The U.S. District Court for the District of Columbia upheld the U.S. Securities and Exchange Commission (SEC) final rule implementing regulations pursuant to Section 1502 of the 2010 Dodd-Frank Wall Street Reform and Consumer Protection Act related to the use of conflict minerals. The Act defines "conflict minerals" as coltan, cassiterite, gold, wolframite; their derivatives (including tantalum, tin, and tungsten); or any other mineral or its derivatives, which finances the conflict in the Democratic Republic of the Congo (DRC) or any adjoining country.

The National Association of Manufacturers, the U.S. Chamber of Commerce, and Business Roundtable challenged various aspects of SEC's final rule in U.S. federal district court as arbitrary and capricious under the Administrative Procedure Act and claimed that the disclosures required to be made to the SEC run afoul of the First Amendment. In a July 23, 2013 ruling, the court found no problems with the SEC's rulemaking, disagreed that the "conflict minerals" disclosure scheme transgresses the First Amendment, and ruled that the Plaintiffs' claim lacked merit and denied their motion for summary judgment.

In ruling on the plaintiffs' challenge regarding the SEC's decision not to establish a de minimis exception, the court found that the Commission's decision not to adopt such an exception was not, as the plaintiffs had asserted, arbitrary and capricious. The court's reasoning was, in part, that since many products use conflict minerals in small amounts, the adoption of a de minimis threshold could serve to undermine the impact of the rule.
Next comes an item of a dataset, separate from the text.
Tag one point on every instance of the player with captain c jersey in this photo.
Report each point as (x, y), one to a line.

Moreover, the court agreed with SEC's view that industry's concerns about the lack of a de minimis exception are somewhat mitigated by the rule's requirements that use of conflict minerals need only be reported where they are intentionally added to and necessary to the functionality of a product.
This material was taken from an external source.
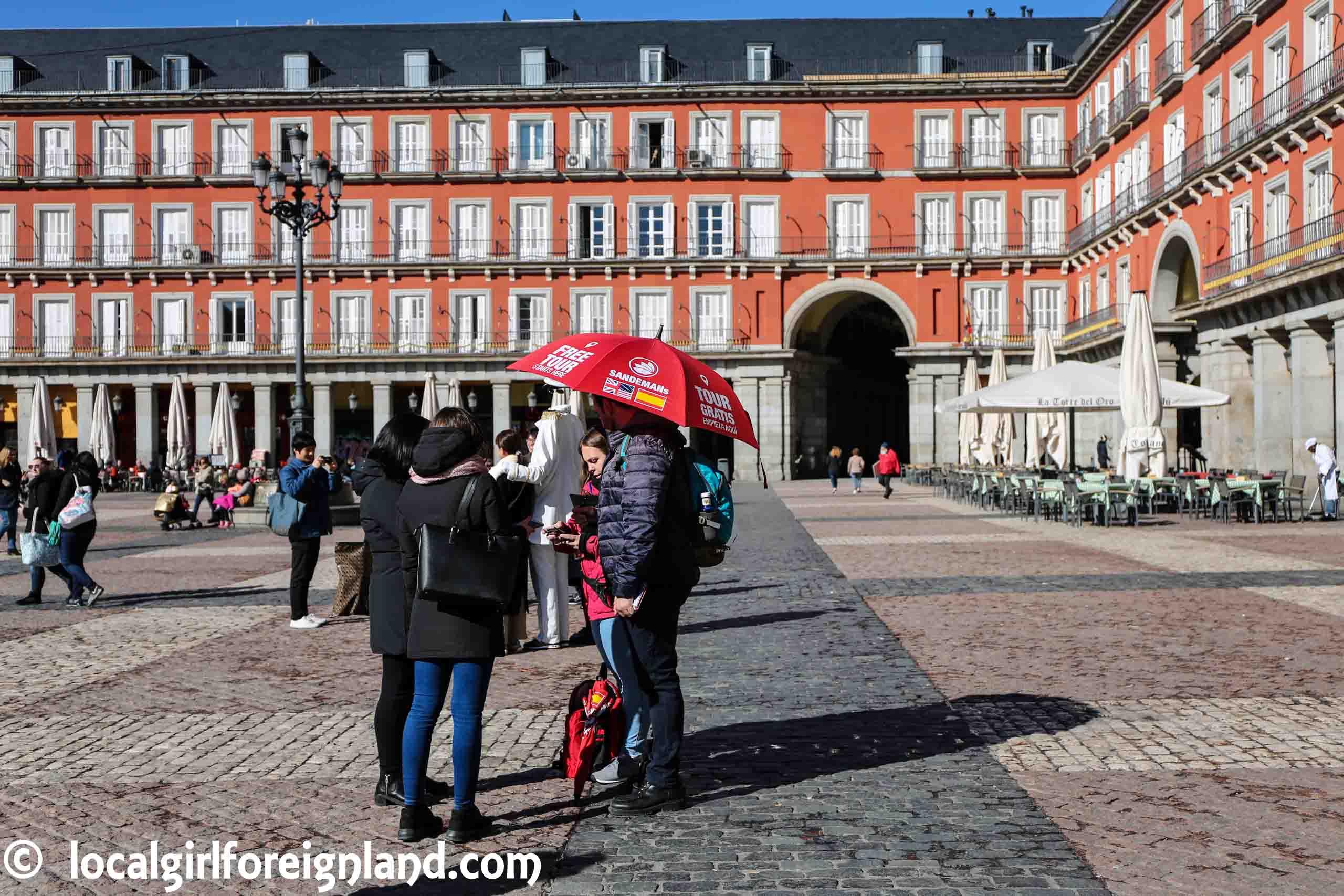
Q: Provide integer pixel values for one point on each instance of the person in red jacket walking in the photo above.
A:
(887, 467)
The Dodd-Frank Act requires that a company that is obligated to file reports under the Securities Exchange Act of 1934 and may use a conflict mineral in a product it manufactures or contracts for manufacture, must report such use of the mineral annually to the SEC. Prior to reporting, companies must conduct a reasonable inquiry into the country of origin of the minerals. Any company that determines it may be using a conflict mineral as a result of the inquiry, must conduct a "due diligence" inquiry into the source of the mineral. The rule also requires disclosure to the public through the Internet. The first reports will be due May 31, 2014, and will cover calendar year 2013.
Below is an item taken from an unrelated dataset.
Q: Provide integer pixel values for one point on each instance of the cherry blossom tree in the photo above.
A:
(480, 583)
Prior to SEC's issuance of the final rule in August, 2012, industry submitted comments requesting that the Commission explicitly exempt catalysts and other organic metal compounds from the scope of the rule. While the final rule did make mention of industry comments in this regard, the language does not provide for any clear exemption for such materials from the reporting requirements under the rule. While the scope of the rule is limited to the minerals and the three metal derivatives, it is ambiguous as to whether substances (e.g., catalysts and the like) that are produced from tin, tantalum, tungsten, and gold (the 3TGs) are exempt. Therefore, food-contact materials that contain derivatives of the 3TG metals likely would be considered to fall within the reporting requirements.

Plaintiffs have 60 days to file a notice of appeal with the Court of Appeals for the D.C. Circuit.